22 juillet 2009
Tempus fugit
Il y a des jours gris qui ne sont que des tempêtes intérieures, dont le silence et l’oubli martelle à l’envie sa joie et sa folie. Nous n’écoutons plus nos sens, et notre cœur s’endurci. Faute d’écho, ou de baisers volés, on se retrouve vidé de son affection. On regarde au loin et l’on se découvre une nouvelle porte de sortie. Les prémices d’une nouvelle vie, ou d’une nouvelle aventure qui porterait ses fruits interdits. Alors, viendra le temps des étreintes, celles des passions de furie. Le cœur entonnera son hymne à la joie, et vos lèvres seront dorées de miel. Les yeux emplis de bonheur, ce soudain changement vous troublera, et vous plongera dans les doutes. Et que personne n’écoute, comme une sorte d’étouffement qui vient de l’intérieur, cette puissante rage vous saisira par les entrailles pour vous porter vers le lointain. Du gris clair vous passerez à l’azur bleuté. Ce soleil déposer sur vos joues rougies, quelques caresses attendries. Elles guériront vos blessures et panserons ses plaies. Car rien n’est plus beau qu’être aimé. Porté par les vents, les ailes de zéphire frôleront votre âme et la purifie de toute sanction. C’est en elle que j’ai grandie, à l’ombre de la médiocrité, loin de toute mendicité. Quelques chérubins chantent notre union et les anges tissent notre route du bonheur.

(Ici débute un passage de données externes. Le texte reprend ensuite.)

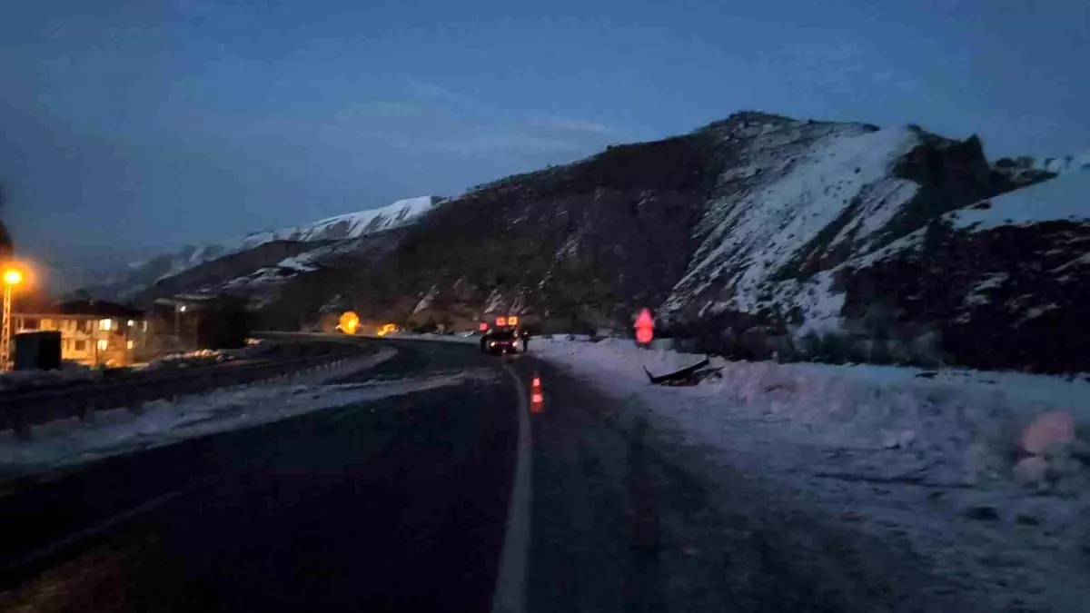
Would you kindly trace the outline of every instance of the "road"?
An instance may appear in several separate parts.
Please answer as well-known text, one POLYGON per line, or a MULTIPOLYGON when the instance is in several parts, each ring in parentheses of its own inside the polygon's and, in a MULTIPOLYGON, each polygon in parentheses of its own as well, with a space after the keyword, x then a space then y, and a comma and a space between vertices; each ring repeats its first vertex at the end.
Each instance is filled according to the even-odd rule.
POLYGON ((494 598, 530 612, 825 611, 889 599, 800 572, 790 543, 724 513, 645 423, 532 356, 384 342, 398 356, 343 383, 474 375, 0 488, 0 611, 485 612, 494 598), (526 416, 535 373, 544 411, 526 416))

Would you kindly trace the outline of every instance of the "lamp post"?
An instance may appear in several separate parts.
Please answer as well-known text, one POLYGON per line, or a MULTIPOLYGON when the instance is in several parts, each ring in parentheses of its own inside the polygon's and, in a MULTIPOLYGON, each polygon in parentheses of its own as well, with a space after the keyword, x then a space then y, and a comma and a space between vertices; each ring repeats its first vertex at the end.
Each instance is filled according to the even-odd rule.
POLYGON ((178 345, 182 344, 182 313, 185 312, 184 304, 174 305, 174 338, 178 339, 178 345))
POLYGON ((11 291, 23 283, 19 268, 8 267, 3 272, 3 332, 0 333, 0 369, 11 370, 11 291))

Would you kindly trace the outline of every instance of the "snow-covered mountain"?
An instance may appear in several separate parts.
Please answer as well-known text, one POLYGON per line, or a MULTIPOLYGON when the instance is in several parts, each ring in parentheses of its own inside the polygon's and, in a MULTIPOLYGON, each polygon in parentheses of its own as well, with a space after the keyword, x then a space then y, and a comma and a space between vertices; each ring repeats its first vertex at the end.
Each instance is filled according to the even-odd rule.
POLYGON ((441 201, 436 196, 401 200, 379 208, 319 219, 306 226, 253 232, 219 243, 186 245, 178 251, 131 264, 126 271, 106 283, 86 289, 102 298, 131 300, 147 293, 156 284, 225 259, 243 260, 240 273, 249 273, 246 268, 250 266, 276 266, 281 260, 301 257, 308 251, 335 241, 403 227, 441 201), (240 257, 243 255, 249 257, 240 257))
POLYGON ((738 358, 1090 370, 1086 157, 992 164, 977 137, 747 111, 443 206, 167 255, 128 287, 245 295, 269 326, 352 309, 589 332, 651 308, 738 358))

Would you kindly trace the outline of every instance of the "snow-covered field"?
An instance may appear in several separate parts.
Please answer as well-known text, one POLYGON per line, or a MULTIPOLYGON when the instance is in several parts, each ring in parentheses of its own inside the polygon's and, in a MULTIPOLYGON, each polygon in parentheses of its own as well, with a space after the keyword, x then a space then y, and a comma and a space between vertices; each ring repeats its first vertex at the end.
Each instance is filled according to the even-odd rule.
POLYGON ((250 428, 311 411, 456 385, 474 373, 376 384, 325 384, 324 378, 366 370, 392 358, 384 349, 343 370, 304 375, 282 384, 220 389, 177 401, 145 402, 138 413, 117 409, 96 413, 92 423, 61 420, 34 429, 33 440, 0 432, 0 479, 143 449, 215 432, 250 428))
POLYGON ((702 357, 619 339, 535 345, 714 464, 922 556, 988 609, 1085 610, 1090 377, 713 360, 719 377, 659 387, 641 366, 702 357))

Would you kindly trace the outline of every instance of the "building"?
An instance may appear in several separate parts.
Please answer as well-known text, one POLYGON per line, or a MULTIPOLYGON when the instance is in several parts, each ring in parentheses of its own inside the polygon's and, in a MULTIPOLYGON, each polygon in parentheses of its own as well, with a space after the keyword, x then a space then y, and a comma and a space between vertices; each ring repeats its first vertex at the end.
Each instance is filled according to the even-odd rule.
POLYGON ((125 365, 148 352, 152 330, 144 314, 112 302, 64 302, 46 313, 13 313, 15 334, 58 330, 61 359, 87 365, 125 365))

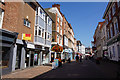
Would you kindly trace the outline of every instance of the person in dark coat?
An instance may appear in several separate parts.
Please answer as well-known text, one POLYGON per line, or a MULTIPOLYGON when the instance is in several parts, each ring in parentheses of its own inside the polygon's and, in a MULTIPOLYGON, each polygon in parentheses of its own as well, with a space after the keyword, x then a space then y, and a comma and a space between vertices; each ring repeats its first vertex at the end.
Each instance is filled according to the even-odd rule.
POLYGON ((80 55, 80 62, 82 62, 82 56, 80 55))
POLYGON ((79 60, 79 56, 78 56, 78 54, 77 54, 77 56, 76 56, 76 62, 78 62, 78 60, 79 60))

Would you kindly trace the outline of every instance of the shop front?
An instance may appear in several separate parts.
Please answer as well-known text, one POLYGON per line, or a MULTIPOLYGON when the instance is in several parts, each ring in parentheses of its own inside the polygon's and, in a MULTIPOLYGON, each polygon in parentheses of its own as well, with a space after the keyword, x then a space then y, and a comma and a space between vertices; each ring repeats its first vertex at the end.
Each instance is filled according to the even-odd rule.
POLYGON ((55 58, 62 58, 63 47, 59 45, 53 45, 51 48, 51 62, 54 61, 55 58))
POLYGON ((0 69, 2 74, 12 71, 14 47, 18 33, 0 29, 0 69))
POLYGON ((50 50, 49 47, 44 47, 42 54, 42 64, 48 64, 50 62, 50 50))

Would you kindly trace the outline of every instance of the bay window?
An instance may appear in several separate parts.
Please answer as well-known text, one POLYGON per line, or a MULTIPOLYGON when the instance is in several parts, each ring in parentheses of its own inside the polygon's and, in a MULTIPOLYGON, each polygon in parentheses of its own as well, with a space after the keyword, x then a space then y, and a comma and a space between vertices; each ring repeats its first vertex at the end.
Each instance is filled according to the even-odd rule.
POLYGON ((113 37, 113 28, 112 28, 112 24, 110 24, 110 34, 111 34, 111 37, 113 37))
POLYGON ((107 39, 110 38, 110 35, 109 35, 109 29, 107 30, 107 39))
POLYGON ((115 11, 116 11, 116 6, 115 6, 115 3, 114 3, 114 5, 113 5, 113 7, 112 7, 112 14, 113 14, 113 15, 115 14, 115 11))
POLYGON ((41 32, 42 32, 42 31, 41 31, 41 28, 39 27, 39 28, 38 28, 38 35, 39 35, 40 37, 41 37, 41 32))
POLYGON ((57 24, 57 32, 59 32, 59 25, 57 24))
POLYGON ((117 35, 117 33, 119 33, 117 19, 116 19, 116 21, 114 22, 114 31, 115 31, 115 35, 117 35))
POLYGON ((109 12, 109 21, 111 20, 111 11, 109 12))
POLYGON ((44 29, 42 29, 42 37, 44 38, 44 29))
POLYGON ((4 16, 4 11, 0 9, 0 28, 2 28, 3 16, 4 16))
POLYGON ((28 19, 24 19, 24 26, 30 27, 30 21, 28 19))

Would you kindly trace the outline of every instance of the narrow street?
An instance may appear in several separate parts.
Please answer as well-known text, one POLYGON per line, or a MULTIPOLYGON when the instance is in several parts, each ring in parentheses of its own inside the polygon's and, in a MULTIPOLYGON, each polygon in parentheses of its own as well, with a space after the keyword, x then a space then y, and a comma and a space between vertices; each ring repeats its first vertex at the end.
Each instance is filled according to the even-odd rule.
POLYGON ((104 65, 101 63, 100 65, 96 65, 91 60, 84 60, 82 63, 77 63, 75 61, 71 63, 66 63, 62 67, 57 68, 55 70, 51 70, 47 73, 39 75, 33 79, 37 78, 115 78, 116 72, 114 69, 117 69, 117 66, 104 65), (115 68, 116 67, 116 68, 115 68), (106 71, 104 71, 104 69, 106 71))
POLYGON ((39 78, 116 78, 117 67, 117 64, 111 62, 96 64, 92 60, 72 61, 54 70, 51 66, 37 66, 3 75, 2 78, 32 80, 39 78))

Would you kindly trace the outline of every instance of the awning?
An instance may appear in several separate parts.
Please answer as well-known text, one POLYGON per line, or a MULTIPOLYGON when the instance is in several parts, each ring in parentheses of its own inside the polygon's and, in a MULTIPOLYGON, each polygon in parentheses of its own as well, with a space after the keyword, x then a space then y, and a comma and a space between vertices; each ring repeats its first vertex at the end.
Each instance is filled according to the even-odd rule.
POLYGON ((62 46, 59 46, 59 45, 55 45, 51 48, 51 51, 54 51, 54 52, 62 52, 63 51, 63 47, 62 46))
POLYGON ((69 52, 69 50, 68 50, 68 49, 64 49, 64 50, 63 50, 63 52, 67 52, 67 53, 68 53, 68 52, 69 52))
POLYGON ((73 53, 72 49, 69 48, 68 53, 72 54, 73 53))

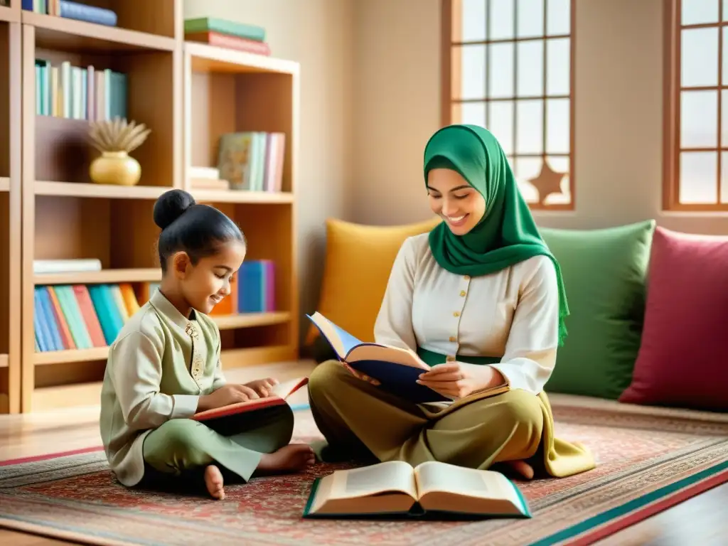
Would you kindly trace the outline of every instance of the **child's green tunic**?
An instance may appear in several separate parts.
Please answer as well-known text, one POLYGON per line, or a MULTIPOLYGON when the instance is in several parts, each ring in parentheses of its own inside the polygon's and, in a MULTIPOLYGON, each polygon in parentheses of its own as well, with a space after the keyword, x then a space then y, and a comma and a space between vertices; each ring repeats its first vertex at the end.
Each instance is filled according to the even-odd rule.
POLYGON ((290 441, 293 416, 287 405, 242 419, 240 432, 230 437, 189 419, 199 397, 225 382, 214 321, 194 312, 186 318, 156 291, 109 349, 100 432, 119 481, 139 483, 145 466, 178 475, 213 462, 247 480, 263 453, 290 441))

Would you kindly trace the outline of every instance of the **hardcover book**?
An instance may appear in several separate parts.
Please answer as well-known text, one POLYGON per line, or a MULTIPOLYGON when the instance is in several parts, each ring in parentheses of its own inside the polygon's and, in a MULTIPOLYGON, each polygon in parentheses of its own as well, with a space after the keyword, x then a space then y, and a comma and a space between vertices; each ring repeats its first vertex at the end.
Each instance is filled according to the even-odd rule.
POLYGON ((304 518, 531 518, 515 484, 500 472, 393 461, 316 478, 304 518))

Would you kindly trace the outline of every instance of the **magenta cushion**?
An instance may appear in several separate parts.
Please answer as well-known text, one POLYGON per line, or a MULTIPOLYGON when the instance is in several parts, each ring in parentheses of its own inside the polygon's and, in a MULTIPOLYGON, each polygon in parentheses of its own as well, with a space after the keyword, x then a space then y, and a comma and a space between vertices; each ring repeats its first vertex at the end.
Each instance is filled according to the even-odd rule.
POLYGON ((655 229, 642 340, 620 401, 728 411, 728 237, 655 229))

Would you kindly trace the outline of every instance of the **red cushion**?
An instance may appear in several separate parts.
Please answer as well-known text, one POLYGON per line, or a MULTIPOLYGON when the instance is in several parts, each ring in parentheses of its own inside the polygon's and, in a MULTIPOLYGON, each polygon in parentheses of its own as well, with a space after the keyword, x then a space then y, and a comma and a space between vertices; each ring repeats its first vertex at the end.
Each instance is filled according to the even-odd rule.
POLYGON ((728 411, 728 237, 655 229, 642 341, 620 401, 728 411))

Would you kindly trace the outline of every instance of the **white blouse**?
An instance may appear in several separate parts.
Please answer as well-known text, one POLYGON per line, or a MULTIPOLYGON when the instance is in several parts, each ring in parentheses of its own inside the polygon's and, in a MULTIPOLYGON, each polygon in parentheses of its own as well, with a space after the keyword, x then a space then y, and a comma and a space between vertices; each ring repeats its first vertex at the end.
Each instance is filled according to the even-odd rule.
POLYGON ((538 256, 470 277, 443 269, 429 234, 400 248, 374 325, 377 343, 446 355, 501 357, 491 365, 511 389, 539 394, 558 345, 558 286, 553 263, 538 256))

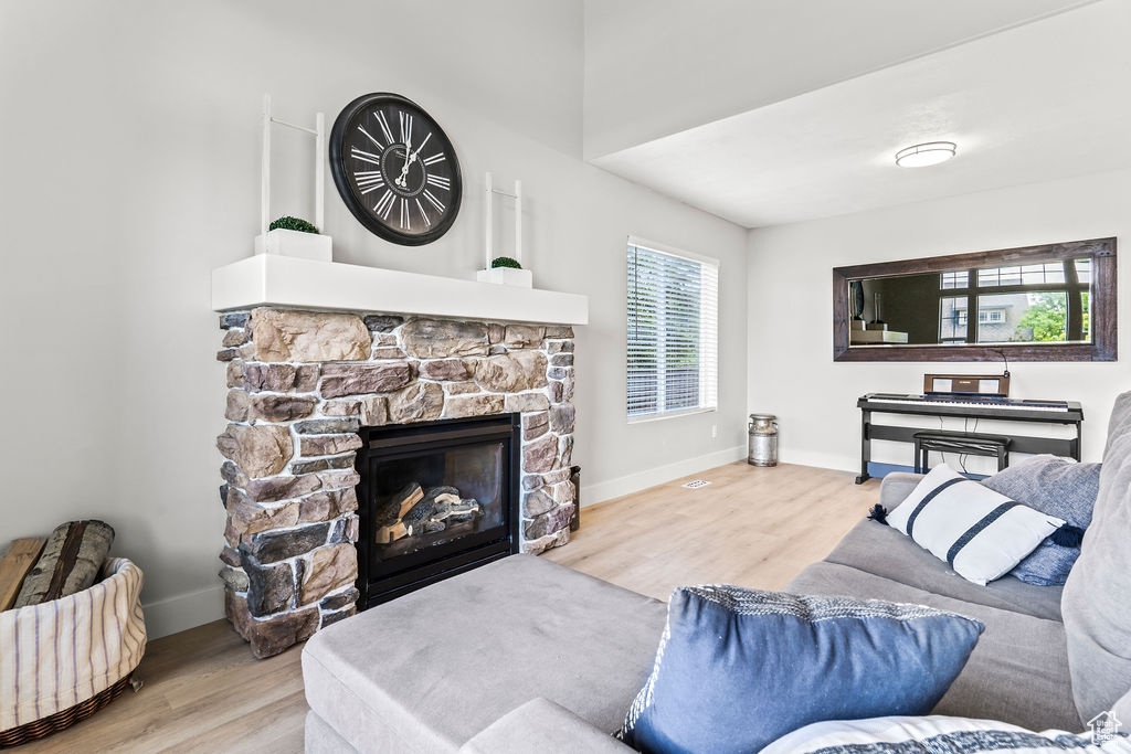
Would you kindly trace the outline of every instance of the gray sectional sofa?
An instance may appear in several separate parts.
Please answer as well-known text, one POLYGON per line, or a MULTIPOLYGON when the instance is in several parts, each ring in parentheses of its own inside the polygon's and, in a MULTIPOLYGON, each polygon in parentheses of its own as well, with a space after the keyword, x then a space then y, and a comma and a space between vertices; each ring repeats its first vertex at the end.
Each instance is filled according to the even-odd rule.
MULTIPOLYGON (((917 479, 889 475, 881 503, 895 508, 917 479)), ((865 520, 787 591, 976 617, 986 631, 935 712, 1082 730, 1131 687, 1128 543, 1131 392, 1116 400, 1095 517, 1063 589, 978 587, 865 520)), ((526 555, 433 584, 308 642, 307 751, 629 752, 608 734, 651 670, 665 617, 661 601, 526 555)))

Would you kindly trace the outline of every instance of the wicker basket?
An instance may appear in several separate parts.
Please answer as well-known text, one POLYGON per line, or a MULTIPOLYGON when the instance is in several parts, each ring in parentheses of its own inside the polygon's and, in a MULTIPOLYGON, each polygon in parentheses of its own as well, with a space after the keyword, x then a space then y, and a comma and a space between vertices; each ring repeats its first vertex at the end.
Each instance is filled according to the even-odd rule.
POLYGON ((145 653, 141 571, 110 558, 76 595, 0 613, 0 746, 62 730, 129 685, 145 653))

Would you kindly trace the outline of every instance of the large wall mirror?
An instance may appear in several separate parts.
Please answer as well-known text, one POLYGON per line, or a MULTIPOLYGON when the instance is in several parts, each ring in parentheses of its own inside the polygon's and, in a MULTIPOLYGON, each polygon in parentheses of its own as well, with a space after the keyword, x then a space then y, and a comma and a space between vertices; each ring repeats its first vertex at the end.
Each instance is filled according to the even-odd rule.
POLYGON ((1115 361, 1115 239, 838 267, 838 362, 1115 361))

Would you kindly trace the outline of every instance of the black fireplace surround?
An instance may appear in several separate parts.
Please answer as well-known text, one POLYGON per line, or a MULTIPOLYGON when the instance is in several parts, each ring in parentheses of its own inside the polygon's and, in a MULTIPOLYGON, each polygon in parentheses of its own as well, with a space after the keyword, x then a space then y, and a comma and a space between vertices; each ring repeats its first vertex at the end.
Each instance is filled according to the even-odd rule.
POLYGON ((517 553, 521 415, 363 427, 357 608, 517 553))

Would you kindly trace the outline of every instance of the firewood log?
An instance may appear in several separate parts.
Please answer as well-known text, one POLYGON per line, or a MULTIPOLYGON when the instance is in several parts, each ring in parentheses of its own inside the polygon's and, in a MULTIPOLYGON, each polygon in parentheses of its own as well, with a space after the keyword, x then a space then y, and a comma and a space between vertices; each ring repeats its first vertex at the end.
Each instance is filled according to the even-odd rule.
POLYGON ((24 579, 15 606, 38 605, 89 588, 113 541, 114 530, 104 521, 70 521, 58 527, 24 579))

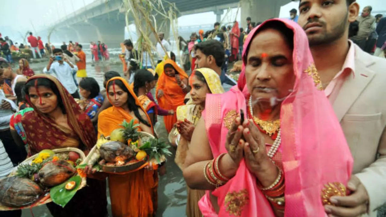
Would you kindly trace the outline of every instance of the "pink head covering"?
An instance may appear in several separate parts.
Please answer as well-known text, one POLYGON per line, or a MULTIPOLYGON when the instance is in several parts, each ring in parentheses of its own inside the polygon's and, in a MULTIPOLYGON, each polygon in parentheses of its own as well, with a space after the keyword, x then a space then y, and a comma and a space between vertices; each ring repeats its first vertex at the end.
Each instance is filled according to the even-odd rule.
MULTIPOLYGON (((293 61, 296 80, 293 91, 282 103, 280 112, 279 151, 285 178, 285 216, 325 216, 321 190, 329 182, 347 184, 352 158, 334 110, 321 90, 307 36, 300 26, 286 19, 266 21, 249 35, 244 45, 243 60, 246 59, 247 48, 257 32, 273 20, 284 23, 294 33, 293 61)), ((245 66, 244 62, 244 69, 245 66)), ((245 76, 240 76, 238 88, 234 87, 223 94, 207 97, 203 117, 214 158, 227 152, 224 145, 228 132, 226 115, 245 109, 248 90, 245 80, 243 81, 245 76)), ((239 212, 238 216, 273 216, 256 182, 242 160, 235 175, 212 193, 218 198, 218 216, 233 216, 230 211, 235 210, 239 212)), ((204 216, 217 216, 209 193, 200 200, 199 205, 204 216)))

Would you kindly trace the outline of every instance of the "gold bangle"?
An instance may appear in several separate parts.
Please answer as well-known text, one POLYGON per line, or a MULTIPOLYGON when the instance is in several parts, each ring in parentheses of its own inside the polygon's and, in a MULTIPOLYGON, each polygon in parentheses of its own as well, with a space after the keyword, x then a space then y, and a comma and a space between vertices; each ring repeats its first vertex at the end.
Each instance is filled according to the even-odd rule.
POLYGON ((212 178, 216 181, 216 187, 218 188, 220 185, 223 185, 225 184, 225 182, 222 181, 221 180, 218 179, 215 176, 214 173, 213 173, 213 169, 212 168, 212 164, 210 163, 209 164, 209 172, 210 174, 209 175, 212 178))
POLYGON ((223 175, 220 173, 220 169, 218 168, 218 161, 220 161, 220 159, 222 158, 223 156, 225 155, 226 154, 226 153, 223 153, 217 157, 217 159, 216 160, 216 170, 217 170, 217 172, 218 172, 218 175, 220 177, 221 177, 221 178, 224 179, 224 180, 228 181, 229 180, 229 179, 223 176, 223 175))
POLYGON ((267 199, 268 199, 268 200, 271 202, 274 203, 279 206, 284 207, 285 205, 286 200, 284 196, 280 197, 274 198, 270 197, 266 195, 266 197, 267 199))
POLYGON ((207 164, 205 164, 205 166, 204 167, 204 176, 205 176, 205 179, 207 180, 207 181, 208 181, 208 182, 210 184, 212 185, 216 186, 217 185, 215 183, 213 183, 212 181, 210 181, 210 180, 209 180, 209 179, 208 178, 208 176, 207 176, 207 167, 208 166, 208 164, 209 164, 210 163, 210 161, 208 162, 208 163, 207 163, 207 164))
POLYGON ((276 180, 271 185, 266 188, 261 188, 261 190, 262 191, 268 191, 273 188, 275 185, 278 184, 278 183, 279 183, 279 181, 280 181, 280 179, 281 178, 282 173, 281 170, 278 167, 278 169, 279 169, 279 174, 278 175, 278 177, 276 178, 276 180))

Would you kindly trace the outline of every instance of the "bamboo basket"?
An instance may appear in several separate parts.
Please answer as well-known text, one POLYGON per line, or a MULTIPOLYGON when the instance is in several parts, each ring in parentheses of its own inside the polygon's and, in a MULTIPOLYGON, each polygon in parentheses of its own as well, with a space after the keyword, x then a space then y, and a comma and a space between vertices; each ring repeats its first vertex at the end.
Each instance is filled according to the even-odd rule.
MULTIPOLYGON (((56 149, 52 149, 52 151, 55 153, 68 153, 70 151, 74 151, 76 153, 79 154, 79 156, 80 156, 80 158, 84 160, 84 159, 86 158, 86 156, 85 155, 85 153, 83 153, 81 150, 80 149, 72 147, 67 147, 63 148, 58 148, 56 149)), ((20 164, 30 164, 35 158, 36 158, 39 154, 36 154, 28 158, 25 159, 22 162, 20 163, 20 164)), ((16 171, 17 170, 17 168, 15 167, 14 169, 11 172, 11 173, 8 176, 15 176, 16 175, 16 171)), ((77 175, 77 173, 76 173, 73 176, 75 176, 77 175)), ((79 185, 79 186, 78 188, 78 190, 79 190, 85 186, 86 186, 86 178, 85 177, 82 178, 82 181, 80 183, 80 184, 79 185)), ((50 202, 52 202, 52 200, 51 199, 51 197, 48 198, 46 199, 45 199, 45 198, 46 198, 49 195, 49 192, 46 193, 44 195, 42 195, 40 197, 40 198, 37 200, 34 203, 31 204, 31 205, 29 206, 26 206, 25 207, 7 207, 3 205, 1 203, 0 203, 0 211, 7 211, 7 210, 16 210, 19 209, 25 209, 32 208, 32 207, 37 207, 39 206, 41 206, 43 205, 46 203, 47 203, 50 202)))
MULTIPOLYGON (((139 133, 139 137, 141 138, 141 139, 142 141, 146 141, 146 138, 154 138, 154 136, 146 132, 140 131, 138 133, 139 133)), ((109 137, 107 137, 107 139, 109 139, 109 137)), ((90 151, 88 154, 87 155, 87 156, 85 158, 84 160, 83 160, 82 163, 81 163, 81 164, 88 164, 88 162, 90 160, 90 158, 93 155, 93 154, 96 152, 99 151, 99 150, 96 147, 96 146, 94 146, 94 147, 91 149, 91 150, 90 151)), ((99 160, 98 160, 97 161, 97 163, 98 164, 98 165, 100 167, 100 171, 104 172, 107 173, 112 174, 126 173, 130 171, 130 170, 135 170, 136 169, 138 169, 147 163, 146 161, 137 161, 136 162, 133 162, 132 163, 127 165, 110 166, 106 166, 105 165, 99 164, 99 160)))

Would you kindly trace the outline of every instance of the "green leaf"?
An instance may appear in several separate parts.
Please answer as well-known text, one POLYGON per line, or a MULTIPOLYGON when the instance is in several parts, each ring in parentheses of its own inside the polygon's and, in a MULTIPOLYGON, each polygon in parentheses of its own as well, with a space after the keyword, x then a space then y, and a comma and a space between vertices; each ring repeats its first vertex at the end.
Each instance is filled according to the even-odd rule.
POLYGON ((74 197, 78 191, 78 189, 82 181, 82 178, 79 176, 71 177, 64 182, 51 188, 49 193, 51 198, 54 203, 62 207, 67 204, 74 197), (75 186, 71 190, 68 190, 65 188, 66 185, 69 181, 74 181, 75 186))
POLYGON ((76 168, 79 168, 79 169, 84 169, 86 168, 86 166, 87 166, 87 164, 86 163, 80 164, 76 166, 76 168))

© Michel COSENTINO 07/2009
09 juillet 2009
Le Lion et Le vent
" Il y eut un temps, un splendide lion, roi des roi, maîtres de plaines, et des vallées. Son allure altière, imposante et royale laissait pantois et sans voix ceux qui l'approchait. Son pelage soyeux et brillant, sa coupe ample et généreuse, son regard fusant et puisant, donnait de l'envergure à se personnage royal. De son pas, il marquait les territoires qu'il occupait. Il donnait de ci de là de là, quelques sanctions pénales aux troubles publics. Blotti au coeur des montagnes, au plus haut des sommets enneigés, dormait un vent glacial. Il était transi depuis de longs siècles, tapis dans l'ombre à guetter les premières lueures tièdes d'un soleil impatient. Alors, ce matin de mai, alors que la rosée de la plaine ne s'était encore dissipée, cette bise fut eveillée par des bras chaleureux.
C'est alors, que pris d'une frénésie printanière, le vent s'extirpa de sa torpeur, pour glisser le long de la vallée. A son passage, les feuilles endormies se mirent à se verdir, les ruisseaux gonflèrent devenant des torrents, des arbrisseaux fébriles s'enracinèrent dans l'argile ramoli. Le voici maintenant face a ce Royal lion. Ce dernier campe de sa prestance, barrant la route à ce vent capricieux.Alors, d'un puissant rugissement, il voulut stopper ce vent de sa royale posture. L'impétieux zéphir chevaucha droit devant, toutes ailes déployées. Le Lion eut beau rugir, tournoyer autour, donner des coups de pattes, mais rien n'y fit. Le vent continua sa route, balayant les dernières brindilles, laissant ce roi mourrant sur le flanc."
Les légendes sont là pour nous rappeler qu'il y a en chaque histoire, une part de vérité. Son dénouement dépend souvent d'un petit détail qui devient important finalement une puissante révélation.